The essays here come from Australia, United States, United Kingdom and Sweden, and thus offer a network of critical thought that echoes the distributed reach of the technology in question. The authors all draw from domestic legal experience and expertise and bring to light problems faced by governments and regulatory authorities in understanding blockchain. The aim is to contribute much-needed critical analyses and interventions into the growing field of transnational, transdisciplinary blockchain scholarship and debate. The concern here is not to disparage or vilify blockchain technologies nor those invested in them in terms of their time, energy and capital, but to provide, at the very least, a critical vocabulary with which to understand and evaluate the impacts of the technology.

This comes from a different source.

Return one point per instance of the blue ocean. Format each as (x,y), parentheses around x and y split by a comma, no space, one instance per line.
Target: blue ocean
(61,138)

To that end the themes of law, governance and regulation covered by this supplement mirror interests and concerns in wider blockchain discourse, and the following essays are not aimed at abstract theorising of the blockchain ecosystem so much as deliberate engagement with the paradoxical matrix of promises, benefits, threats and harms that the technology and its stakeholders engender. Of particular interest here are questions of: control, including blockchain as ‘a type of control technology that displaces or even replaces law’ (Käll); property, specifically jurisdiction and contract, including the potential of so-called ‘smart contracts’ run on blockchain to facilitate ‘computational forms of legal conduct’ (Goldenfein and Leiter); sovereignty, including the tendency of technologists to use sovereignty as a synonym for autonomy (Manski and Manski); governance, and regulation, including the problem of understanding what regulating blockchain means amid the bluster and chaos of its present moment (Herian). Confronting the ideological parameters in which blockchain exists, and the commercial and individual interests and concerns that the technology channels and structures are vital in order to cut through the problematic of blockchain hype and challenge hollow sentiments of entrepreneurial ‘disruption’. The critique demonstrated by this supplement is thus directed, in part, at the problematic of hype in order to analyse and better understand this moment of blockchain’s ascendancy.